A tower that builds itself on the Moon’s surface to capture sunlight for future lunar settlements is the achievement of an interdisciplinary team including Churchill Fellow Marina Konstantatou.
Building infrastructure on the Moon presents a significant challenge: large structures require heavy construction equipment, yet launching that equipment from Earth is prohibitively expensive. Human construction crews would face radiation exposure and extreme temperature swings of 300°C between lunar day and night.
The NASA-funded consortium developed a solution which sidesteps both obstacles: a tower that constructs itself using robotic 3D printing technology on location.
As the research lead of Foster + Partners’ Specialist Modelling Group, and in collaboration with Branch Technology, Konstantatou and the team developed a helical tower incorporating integrated spiral rails—essentially a giant corkscrew that serves as both structure and construction mechanism. Climbing robots ascend and descend these rails during construction, maintenance, and solar panel deployment. No cranes. No astronauts in spacesuits. No heavy equipment shipped from Earth.

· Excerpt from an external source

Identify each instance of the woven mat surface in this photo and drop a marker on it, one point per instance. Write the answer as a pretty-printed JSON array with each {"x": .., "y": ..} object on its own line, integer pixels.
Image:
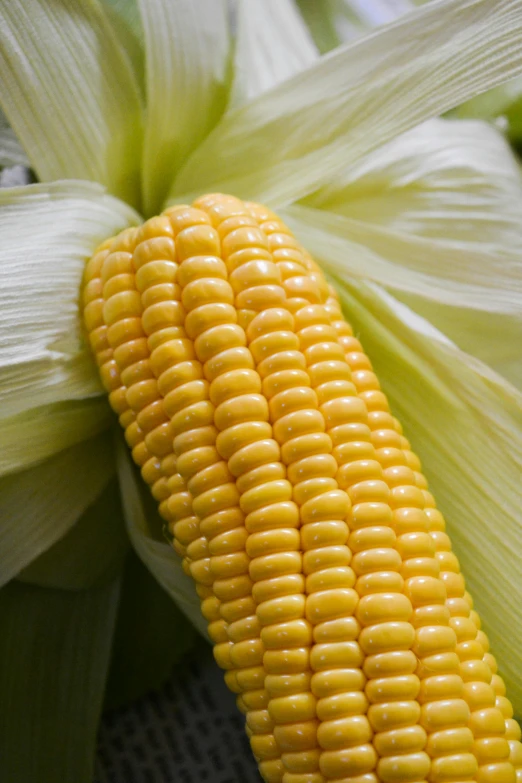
[{"x": 190, "y": 732}]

The tower is designed to support a 100-kilowatt solar array – sufficient to power a small lunar base.
Konstantatou led the computational geometry work resulting in a fully parametric system – a digital model that adapts to changing requirements. Using custom algorithms developed in Grasshopper software, engineers can modify everything from tower density and wall thickness to spiral track dimensions, optimising for structural strength and material efficiency.
The tower employs Cellular Fabrication, a technique that creates truss-like lattice structures instead of solid walls. This approach uses significantly less material than conventional 3D printing while maintaining structural integrity – critical efficiency when launch costs make every kilogram count.
The conceptual structural design of the permeable lattice provides multiple advantages: clear load paths that resist forces, reduced thermal stress from the structure’s open form, and geometric versatility to withstand the lunar environment.
The consortium has built a 1:50 scale functional prototype featuring a working robotic climber and rotating solar array. They’ve also constructed a full-scale 5-meter tower section using Branch Technology’s 3D printing process, demonstrating the design’s viability at deployment size.
This research represents a new approach to lunar construction. Instead of launching large prefabricated structures from Earth, future missions could deploy compact 3D printing systems that manufacture infrastructure from lunar regolith upon arrival.
The next development phase will refine material compositions, optimise the structural system against lunar hazards (e.g., moonquakes), and develop autonomous robotic systems, bringing self-constructing lunar infrastructure closer to practical reality.